すべてが予定調和になっていて、そこのなかで、最初から最後まで時間を使うことが目的になっていて、何かを決めるとか意見をぶつけ合うということは、要するに怖いんですよ。何か否定されるのではないかと思われるのが怖い。そうすると、上の人の話は黙って聞いている。
「歯向かおうものなら自分の立場がなくなる」と下は思うし、上の人間は「上の人間で、自分のことなんか否定するんじゃないぞ、絶対」という態度で臨むので、それでは意見なんて出るわけないですよね。
終わった後にみんなで「やれやれ」。いろんなものが居酒屋とタバコ部屋で決まるんですよね。だから、仕事が終わった後がえらい長い。
澤:今日、受付で入館証を配ってくれていた彼は、日本企業出身なんです。僕のところにインターンに来てくれているんですけど、「やっぱりすごくカルチャーギャップがある」と言っていて。19時以降になると、ようやく落ち着いて仕事ができるんですって。
堀江:え? どうしてですか?
澤:それまでの時間は、やらなきゃいけない予定調和の会議がすごく多くて、それでつぶされちゃうから、その後に作業の時間が割ける。ようやく会議ができるとか、そんなことを言っていました。
さらに、それが終わった後に22時くらいからまた飲みに行ったりするみたいなんです。(自分の)人生を過ごす暇がなくなっちゃうんじゃないの、と思うんですが、それはかなり一般的なのは事実ですね。

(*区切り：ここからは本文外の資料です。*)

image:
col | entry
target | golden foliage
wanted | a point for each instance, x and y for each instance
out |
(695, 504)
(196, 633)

堀江:そうですね。シリコンバレーの……というか、「起業家とはこうあるべき」というのが自然にあるんです。プレッシャーの中で何をするかは、とにかく毎日答えが正しいか、正しくないか、わからなくても決断しなくてはならない。決断しないことも決断なんですよね。
ずるずる引きずることによって、会議じゃないですけど、(決断を)しないことでロスがあるという切羽詰まった中でよく言われていたのが、「起業で3年間相当のものを3ヶ月でする」ということです。

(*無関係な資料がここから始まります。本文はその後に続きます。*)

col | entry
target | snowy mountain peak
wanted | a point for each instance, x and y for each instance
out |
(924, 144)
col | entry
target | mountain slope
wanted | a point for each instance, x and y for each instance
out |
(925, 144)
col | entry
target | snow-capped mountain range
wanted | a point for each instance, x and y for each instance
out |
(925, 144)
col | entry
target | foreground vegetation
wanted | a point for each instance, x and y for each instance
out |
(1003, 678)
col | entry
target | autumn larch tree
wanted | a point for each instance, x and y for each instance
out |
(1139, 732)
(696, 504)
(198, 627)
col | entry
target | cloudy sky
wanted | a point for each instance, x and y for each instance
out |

それがどんどん短くなって、プレッシャーの中でやっていると、だんだん自分の中でストレスが麻痺してきて、何がストレスかわからなくなってしまう。そういう意味では、日本の方もそのプレッシャーの中で、「ストレスが溜まっている」と言えない中でやっているというのは、すごく思いますね。
澤:だから、どうしても思考停止してしまって、「ルールに従っていればいいや」ということになってしまうんです。決められているルールに従っていればとりあえずOK、という考え方になってしまうのも1つ、今の閉塞感を生んでいるところなのかなという気がしますね。
堀江:そうですね。
澤:いったんここでブレイクに入りたいと思います。ということで、愛利さん、ありがとうございました。
堀江:ありがとうございました。